Et l'auteur de nous citer cet exemple : En1922, [...] , un autoportrait de Rembrandt, qui remontait à 1643, fut volé au musée du Grand-Duché de Weimar. Cette toile, d'une valeur×inestimable, se retrouva entre les mains d'un plombier d'origine allemande, Léo Ernst, qui habitait à Dayton, dans l'Ohio. Ernst devait déclarer, par la suite, avoir acheté ce tableau en 1934, pour quatre sous, à un matelot non identifié, embarqué sur un navire tout aussi fantomatique. Lorsque la femme d'Ernst découvrit, par hasard, la toile dans une vieille malle poussiéreuse que son mari gardait au grenier, le plombier déclara : “Ce n'est rien, juste une saleté que m'a vendue un filou.” Mais la femme d'Ernst avait fréquenté l'école des Beaux-Arts de Dayton : elle acquit la conviction que cette toile avait de la valeur. Elle la proposa à tous les antiquaires et à tous les galeristes de New York : ils lui répondirent unanimement, avec dédain, et en se fiant à leur instinct infaillible, qu'il s'agissait d'un faux mal exécuté, tout au plus d'une copie. Ce n'est qu'en 1966, quand les Ernst, après des années de recherches, trouvèrent un journal de l'époque qui décrivait dans les moindres détails le tableau volé à Weimar en 1922, que ces mêmes experts, précédemment interpellés, échangèrent d'avis et saluèrent la redécouverte d'un chef-d'oeuvre oublié."

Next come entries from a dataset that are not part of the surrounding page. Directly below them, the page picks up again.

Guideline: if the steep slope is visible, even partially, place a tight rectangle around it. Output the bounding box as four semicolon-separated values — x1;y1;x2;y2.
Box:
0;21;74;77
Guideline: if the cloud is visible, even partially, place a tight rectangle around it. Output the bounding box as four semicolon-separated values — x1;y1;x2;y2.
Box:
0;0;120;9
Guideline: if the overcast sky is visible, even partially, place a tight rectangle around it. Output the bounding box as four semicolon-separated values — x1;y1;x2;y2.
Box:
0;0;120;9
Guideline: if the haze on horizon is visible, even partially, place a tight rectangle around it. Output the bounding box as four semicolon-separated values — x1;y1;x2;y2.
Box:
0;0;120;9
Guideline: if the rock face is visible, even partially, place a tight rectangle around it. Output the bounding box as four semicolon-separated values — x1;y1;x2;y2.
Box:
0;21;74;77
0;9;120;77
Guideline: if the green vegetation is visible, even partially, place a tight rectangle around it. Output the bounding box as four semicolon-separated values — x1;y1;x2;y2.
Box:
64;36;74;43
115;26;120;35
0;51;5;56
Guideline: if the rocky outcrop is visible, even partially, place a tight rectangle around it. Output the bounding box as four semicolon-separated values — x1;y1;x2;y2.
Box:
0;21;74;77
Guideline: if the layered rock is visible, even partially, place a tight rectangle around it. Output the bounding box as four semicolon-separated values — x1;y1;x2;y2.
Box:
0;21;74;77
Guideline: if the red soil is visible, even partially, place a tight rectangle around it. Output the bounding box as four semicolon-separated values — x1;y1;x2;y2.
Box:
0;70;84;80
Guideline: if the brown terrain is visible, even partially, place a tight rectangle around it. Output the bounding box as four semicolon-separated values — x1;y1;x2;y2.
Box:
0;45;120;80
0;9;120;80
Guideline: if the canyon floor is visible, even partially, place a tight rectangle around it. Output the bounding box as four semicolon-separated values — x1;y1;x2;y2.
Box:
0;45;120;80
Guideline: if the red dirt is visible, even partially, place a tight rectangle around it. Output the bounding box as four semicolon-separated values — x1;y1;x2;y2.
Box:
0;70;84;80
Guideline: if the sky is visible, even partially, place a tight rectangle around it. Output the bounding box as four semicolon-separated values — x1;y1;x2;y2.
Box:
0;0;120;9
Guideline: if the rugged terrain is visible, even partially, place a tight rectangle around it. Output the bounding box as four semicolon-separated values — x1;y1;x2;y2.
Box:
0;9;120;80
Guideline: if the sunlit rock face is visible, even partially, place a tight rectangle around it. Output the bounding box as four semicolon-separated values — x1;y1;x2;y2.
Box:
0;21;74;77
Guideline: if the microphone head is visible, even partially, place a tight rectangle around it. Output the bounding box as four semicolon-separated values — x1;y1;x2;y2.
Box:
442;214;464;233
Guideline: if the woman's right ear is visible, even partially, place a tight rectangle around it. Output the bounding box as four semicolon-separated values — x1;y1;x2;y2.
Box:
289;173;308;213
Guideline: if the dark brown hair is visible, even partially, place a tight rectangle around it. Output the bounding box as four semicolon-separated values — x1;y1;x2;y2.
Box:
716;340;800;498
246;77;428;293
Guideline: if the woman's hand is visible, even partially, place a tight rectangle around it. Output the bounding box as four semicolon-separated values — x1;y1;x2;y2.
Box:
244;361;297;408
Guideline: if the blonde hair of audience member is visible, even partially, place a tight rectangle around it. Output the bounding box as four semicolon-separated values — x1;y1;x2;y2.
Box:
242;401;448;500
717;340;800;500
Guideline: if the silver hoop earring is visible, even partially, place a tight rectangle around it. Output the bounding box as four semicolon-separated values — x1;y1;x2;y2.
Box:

Il reste que le fait le plus retentissant de cette histoire qui a tout du roman policier, est le fait que ce faux finira dans les mains de Goering, qui ne s'en remettra pas :
" Ainsi, au bout du compte, la seule défaite vraiment incontestable, aux yeux du maréchal du Reich, était celle que lui avait infligée un parfait inconnu, un faussaire néerlandais dont il n'avait jamais entendu parler. Les Alliés ne l'avaient pas vaincu. Il avait supporté, stoïquement, les pires humiliations et les interrogatoires les plus serrés, et en était même sorti triomphant : il n'avait ni abjuré, ni trahi ses “idéaux”. Après la condamnation, il s'était presque convaincu que le procès de Nuremberg n'avait jamais existé. Cela n'avait été qu'un rêve – un cauchemar, peut-être. Mais ça, c'était la réalité – quelque chose qu'il ne pouvait pas supporter. Car dans ce cas, plus unique que rare, c'était lui qui avait été victime d'une farce impitoyable, cruelle."

il n'est pire aveugle que celui qui ne veut pas voir..
Reste que de cette vie de faussaire, Luigi Guarnieri a relevé le pari d'en faire un VRAI bon livre alliant enquête, plongée dans le monde de l'art, immersion dans l'histoire, réflexion sur les jugements portés, les passions humaines, pour un VRAI plaisir de lecture.